People v Berkel
2012 NY Slip Op 05753 [97 AD3d 836]
July 25, 2012
Appellate Division, Second Department
Published by New York State Law Reporting Bureau pursuant to Judiciary Law § 431.
As corrected through Wednesday, August 22, 2012


The People of the State of New York, Respondent,
v
Rosa Berkel, Appellant.

[*1] Lynn W. L. Fahey, New York, N.Y. (Ellen Fried of counsel), for appellant.

Charles J. Hynes, District Attorney, Brooklyn, N.Y. (Leonard Joblove, Lori Glachman, and Catherine Dagonese of counsel), for respondent.

Appeal by the defendant from a judgment of the Supreme Court, Kings County (Carroll, J.), rendered December 17, 2009, convicting her of assault in the second degree, upon a jury verdict, and imposing sentence. The appeal brings up for review the denial, after a hearing (McKay, J.), of that branch of her omnibus motion which was to suppress statements she made to law enforcement officials.

Ordered that the judgment is affirmed.

Contrary to the defendant's contention, the hearing court correctly concluded that she was not in custody when she made certain statements to detectives (see People v Centano, 76 NY2d 837, 838 [1990]; People v Yukl, 25 NY2d 585, 589 [1969], cert denied 400 US 851 [1970]) and, therefore, that the administration of Miranda warnings (see Miranda v Arizona, 384 US 436, 444-445 [1966]) was not required during the interview.
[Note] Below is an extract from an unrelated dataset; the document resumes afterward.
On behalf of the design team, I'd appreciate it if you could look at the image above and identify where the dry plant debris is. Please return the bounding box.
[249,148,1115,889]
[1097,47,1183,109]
The defendant's challenge to the trial court's ruling that she could be cross-examined regarding her knowledge of certain prior conduct of her son is without merit. The evidence the People sought to elicit was relevant (see People v Arafet, 13 NY3d 460, 465 [2009]), and any prejudicial effect it may have had did not outweigh its probative value.

The sentence imposed was not excessive (see People v Suitte, 90 AD2d 80 [1982]). Dillon, J.P., Leventhal, Austin and Roman, JJ., concur.